An experimental investigation on mechanical characteristics of steel-fiber-reinforced volcanic concrete

Abstract

Raw materials of concrete are one of the main pollution resources. Sustainable concrete is one of the significant solutions that can be used to reduce carbon emission. This study aims to use volcanic ash (VA) as a supplementary cementitious material (SCM) for producing sustainable concrete. The effects of VA on the properties of steel fiber reinforced concrete (SFRC) are evaluated. The fresh and hardened concrete's characteristics of steel fiber volcanic ash concrete (SFVC) is presented and assessed. Slump test, compressive strength, splitting tensile tests, scanning electron microscopy (SEM), energy dispersive X-ray analysis (EDX), and Fourier transform infrared (FTIR) spectrophotometry are used to investigate the effect of VA concrete performance.
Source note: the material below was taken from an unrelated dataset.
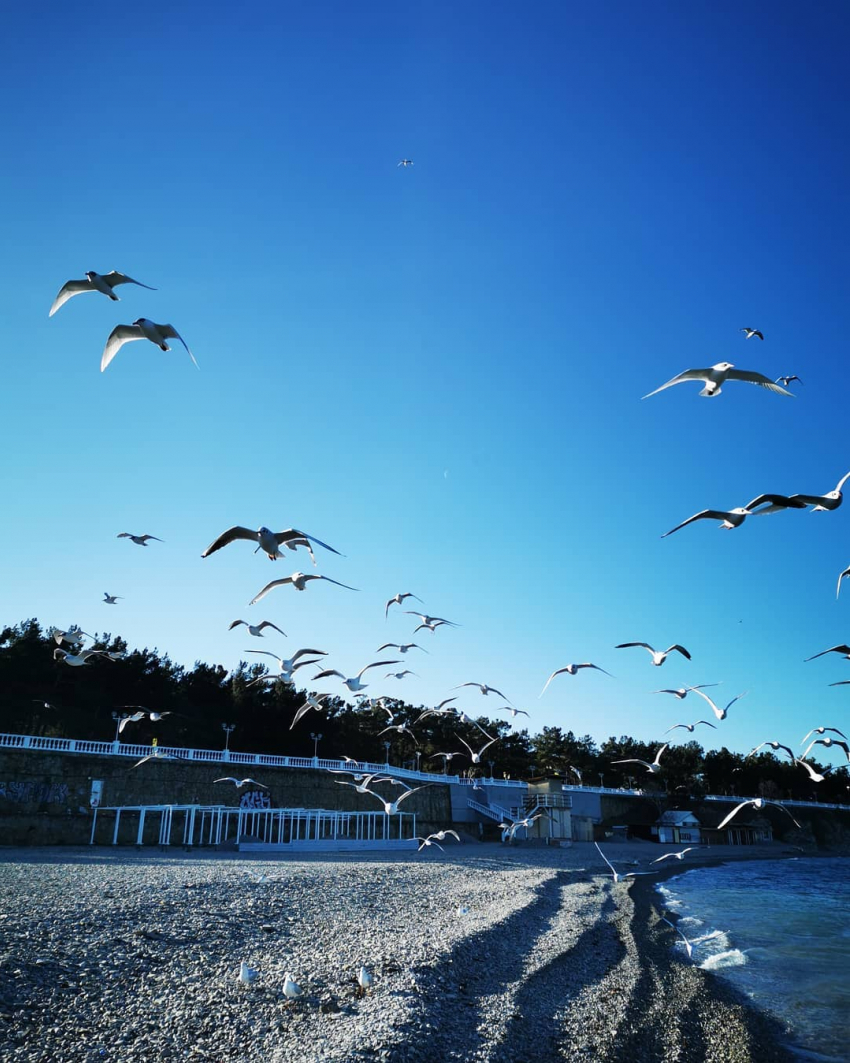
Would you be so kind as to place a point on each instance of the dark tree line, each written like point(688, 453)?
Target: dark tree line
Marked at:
point(39, 695)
Five groups of SFVC were prepared using sixteen different mixes; 0 %, 2.5 %, 5.0 %, and 7.5 % of VA were used as a partial replacement of cement with 0, 0.5,1.0 %, and 1.5 % of steel fiber (SF). The findings demonstrated that concrete sustainability could be improved by employing VA as a partial replacement for cement, resulting in improved mechanical performance with a slight reduction in workability. The optimum mechanical and microstructure properties of SFVC were achieved with the incorporation of 5 % VA instead of cement with 1 % steel fiber, at age 28 days. The increase in compressive strength and tensile strength up to 25 % and 31 %, respectively. The employing of VA as a SCMs material resulted in better ITZ between aggregate and cement mortar and exhibited a dense surface with less pores compared to control mix.